Often organizations focus on the big picture when looking at resilience and this is entirely appropriate when considering the corporate approach and development map. But the vast majority of practical application is carried out by plan owners during all phases from development, through maintenance, and into practical plan use at the time of need. This important user base – the owners of plans within their departments or business teams – will start to see changes. These will appear over the next few years as organizations build their resilience capabilities and technology progresses:
- There will be less work in the build phase with less of an intrusion on day-to-day activities
- Plans will be accessible on multiple devices with a single view of the event.
- Test and exercise processes will become less time-consuming, and more automated learning experiences.
- Input will be reduced for recovery processes as automation and machine learning enables and manages the core recovery routines and decisions.
- A wider view of and access to relevant information during an incident
- Improved reporting and knowledge of events and activities as the incident/response progresses.
Fundamentally, there will be greater integration with business as usual activities as Business Resiliency becomes part of the norm.
People are understandably frightened that artificial intelligence will eventually replace them in the workplace.
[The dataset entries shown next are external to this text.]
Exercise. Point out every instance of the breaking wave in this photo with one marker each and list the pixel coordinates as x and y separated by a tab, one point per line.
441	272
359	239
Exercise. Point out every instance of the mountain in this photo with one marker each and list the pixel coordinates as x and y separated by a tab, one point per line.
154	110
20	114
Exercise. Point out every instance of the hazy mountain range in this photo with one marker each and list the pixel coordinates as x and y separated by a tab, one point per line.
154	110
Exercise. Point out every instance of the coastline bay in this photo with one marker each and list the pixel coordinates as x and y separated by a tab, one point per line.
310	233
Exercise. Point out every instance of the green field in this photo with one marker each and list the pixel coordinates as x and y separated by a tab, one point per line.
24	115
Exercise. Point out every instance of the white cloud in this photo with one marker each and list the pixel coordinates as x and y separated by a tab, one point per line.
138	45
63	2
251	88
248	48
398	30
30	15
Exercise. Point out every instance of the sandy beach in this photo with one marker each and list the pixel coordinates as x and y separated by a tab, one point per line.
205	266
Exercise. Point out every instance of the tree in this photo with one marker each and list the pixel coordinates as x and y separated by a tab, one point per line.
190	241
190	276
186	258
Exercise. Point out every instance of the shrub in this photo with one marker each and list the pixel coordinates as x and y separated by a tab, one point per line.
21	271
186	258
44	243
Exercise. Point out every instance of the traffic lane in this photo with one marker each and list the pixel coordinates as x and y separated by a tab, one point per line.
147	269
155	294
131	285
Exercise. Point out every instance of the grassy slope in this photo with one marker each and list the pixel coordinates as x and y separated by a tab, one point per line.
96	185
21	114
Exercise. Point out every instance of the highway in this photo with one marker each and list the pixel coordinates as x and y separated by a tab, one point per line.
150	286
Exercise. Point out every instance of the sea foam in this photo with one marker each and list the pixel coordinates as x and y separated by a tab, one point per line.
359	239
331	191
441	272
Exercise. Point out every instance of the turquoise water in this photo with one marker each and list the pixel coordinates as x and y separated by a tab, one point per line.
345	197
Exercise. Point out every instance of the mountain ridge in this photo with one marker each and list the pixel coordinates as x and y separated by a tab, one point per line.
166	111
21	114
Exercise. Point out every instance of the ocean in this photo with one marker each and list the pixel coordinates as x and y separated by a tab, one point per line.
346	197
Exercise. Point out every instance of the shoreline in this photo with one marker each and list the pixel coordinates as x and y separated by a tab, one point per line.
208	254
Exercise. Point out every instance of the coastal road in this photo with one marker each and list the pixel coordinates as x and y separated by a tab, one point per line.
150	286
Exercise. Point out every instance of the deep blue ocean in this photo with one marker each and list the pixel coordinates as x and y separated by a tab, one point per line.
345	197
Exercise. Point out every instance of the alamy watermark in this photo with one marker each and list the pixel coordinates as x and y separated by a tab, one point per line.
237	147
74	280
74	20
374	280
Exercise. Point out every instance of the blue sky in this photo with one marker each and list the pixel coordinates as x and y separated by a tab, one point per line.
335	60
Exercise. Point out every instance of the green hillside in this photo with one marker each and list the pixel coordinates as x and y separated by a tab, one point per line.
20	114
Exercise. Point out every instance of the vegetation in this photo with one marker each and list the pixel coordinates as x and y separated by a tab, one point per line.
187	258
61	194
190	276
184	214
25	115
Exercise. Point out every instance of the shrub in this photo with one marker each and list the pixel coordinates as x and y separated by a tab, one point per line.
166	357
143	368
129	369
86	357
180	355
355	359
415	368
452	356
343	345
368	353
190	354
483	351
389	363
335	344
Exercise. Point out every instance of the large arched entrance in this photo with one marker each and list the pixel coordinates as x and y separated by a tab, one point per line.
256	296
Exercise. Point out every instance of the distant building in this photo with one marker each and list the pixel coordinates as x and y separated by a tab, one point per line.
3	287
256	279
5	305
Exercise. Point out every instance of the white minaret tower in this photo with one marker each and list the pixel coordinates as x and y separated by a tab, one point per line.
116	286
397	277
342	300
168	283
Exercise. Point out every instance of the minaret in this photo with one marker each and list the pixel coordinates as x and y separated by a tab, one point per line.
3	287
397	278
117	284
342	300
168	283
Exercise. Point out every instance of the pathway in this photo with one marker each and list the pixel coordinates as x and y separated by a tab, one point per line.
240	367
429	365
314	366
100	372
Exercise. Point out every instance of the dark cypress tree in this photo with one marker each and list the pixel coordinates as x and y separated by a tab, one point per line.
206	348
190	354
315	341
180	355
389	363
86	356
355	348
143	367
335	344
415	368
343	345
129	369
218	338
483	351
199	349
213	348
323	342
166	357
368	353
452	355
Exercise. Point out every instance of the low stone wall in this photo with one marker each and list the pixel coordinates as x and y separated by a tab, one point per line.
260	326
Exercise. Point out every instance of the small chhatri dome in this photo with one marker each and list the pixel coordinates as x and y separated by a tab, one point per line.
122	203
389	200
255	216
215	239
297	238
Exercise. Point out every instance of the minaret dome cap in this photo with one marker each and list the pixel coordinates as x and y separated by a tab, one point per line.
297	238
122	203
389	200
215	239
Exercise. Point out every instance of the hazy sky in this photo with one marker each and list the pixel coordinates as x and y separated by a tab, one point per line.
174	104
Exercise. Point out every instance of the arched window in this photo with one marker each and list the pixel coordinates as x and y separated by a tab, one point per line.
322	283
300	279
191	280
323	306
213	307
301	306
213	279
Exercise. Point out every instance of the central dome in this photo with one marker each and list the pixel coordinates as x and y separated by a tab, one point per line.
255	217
And while that may be true to some extent in certain industries (such as manufacturing) it is completely untrue where business resiliency is concerned. Human professionals will still be necessary to help manage, train, and maintain AI, in addition to performing certain tasks that software platforms are not able to do on their own.
Finally, one big question. Will there be a day when all activity is automated to avoid disruptions, whatever the cause? The answer is yes although the major challenge will be the unknown.
However, the unknown may be the handing over of such processes to machines who can learn and improve/evolve.
Remember, this future is not that far away and, given the fast pace of new tech development, we are already seeing evidence of this future now and this will only continue at an elevated pace.